Bitcoin ETF holdings are approaching 1.3 million, and may exceed 1.5 million by the end of the year.

CN
1 hour ago

Source: cryptoslate

Translation: Blockchain Knight

According to the holding data tracked by WalletPilot, if the current net inflow rate remains unchanged, Bitcoin spot ETFs are expected to hold over 1.5 million BTC by the end of the year. This holding amount will exceed most estimates of lost Bitcoin (approximately 1.4 million BTC).

As of August 13, U.S. Bitcoin spot ETFs collectively held about 1.296 million BTC, accounting for nearly 6.5% of the circulating supply. Over the past 30 days, all funds have net added approximately 17,393 BTC. If this pace continues, the total ETF holdings will surpass the 1.5 million mark by December.

BlackRock's IBIT (iShares Bitcoin Trust) has the highest holding proportion, managing about 744,500 BTC. Since the fund's launch in January 2024, this holding has accounted for about 3.3% of the total Bitcoin supply.

In recent months, IBIT has averaged an increase of about 4,300 BTC per month. If the capital flow remains stable, IBIT alone could add approximately 130,000 BTC to its reserves by the end of the year, further intensifying the concentration of holdings among a single issuer.

As ETF holdings increase, the price of Bitcoin has also climbed to around $124,000, a historic high. This level is closely related to market expectations that the Federal Reserve will begin to cut interest rates later this year.

These funds have attracted over $50 billion in assets under management (AUM) over the past year. Their stable net inflow rate has exceeded the new issuance from Bitcoin mining (approximately 450 BTC per day after the halving in April 2024), leading to a continuous tightening of the available circulating supply in the secondary market.
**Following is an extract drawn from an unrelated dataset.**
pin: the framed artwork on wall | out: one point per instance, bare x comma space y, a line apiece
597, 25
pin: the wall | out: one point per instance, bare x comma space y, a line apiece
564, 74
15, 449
At the current monthly average level, if the capital inflow remains steady, the cumulative ETF holdings will increase by about 70,000 BTC by the end of the year. For example, if the inflow accelerates and the monthly increase doubles to about 34,000 BTC, the ETF reserves could surpass 1.6 million BTC.

Such scenarios will deepen the impact on the tradable supply, potentially increasing the price's sensitivity to macroeconomic dynamics and fund-specific investor capital flows.

The concentration of holdings in a few funds has also affected market structure. Since most shareholders cannot directly redeem underlying Bitcoin with ETF shares, even if ETF secondary market shares change hands, the actual liquidity on exchanges may still be limited. As the demand for ETFs increases in proportion to total trading volume, this dynamic may affect the price discovery process.

Despite stable net inflows in recent months, there is no guarantee that this pace will continue. If the macro environment changes or rising prices trigger more profit-taking, net inflows may slow down or even reverse. Additionally, regulatory dynamics (such as adjustments to ETF redemption mechanisms or broad revisions to securities laws) remain variables that could influence trends.

The next four months will determine whether the spot ETF can break through the 1.5 million BTC holding threshold. At the current pace, this milestone seems within reach and adds a new dimension to the interaction between institutional products and the underlying digital asset supply.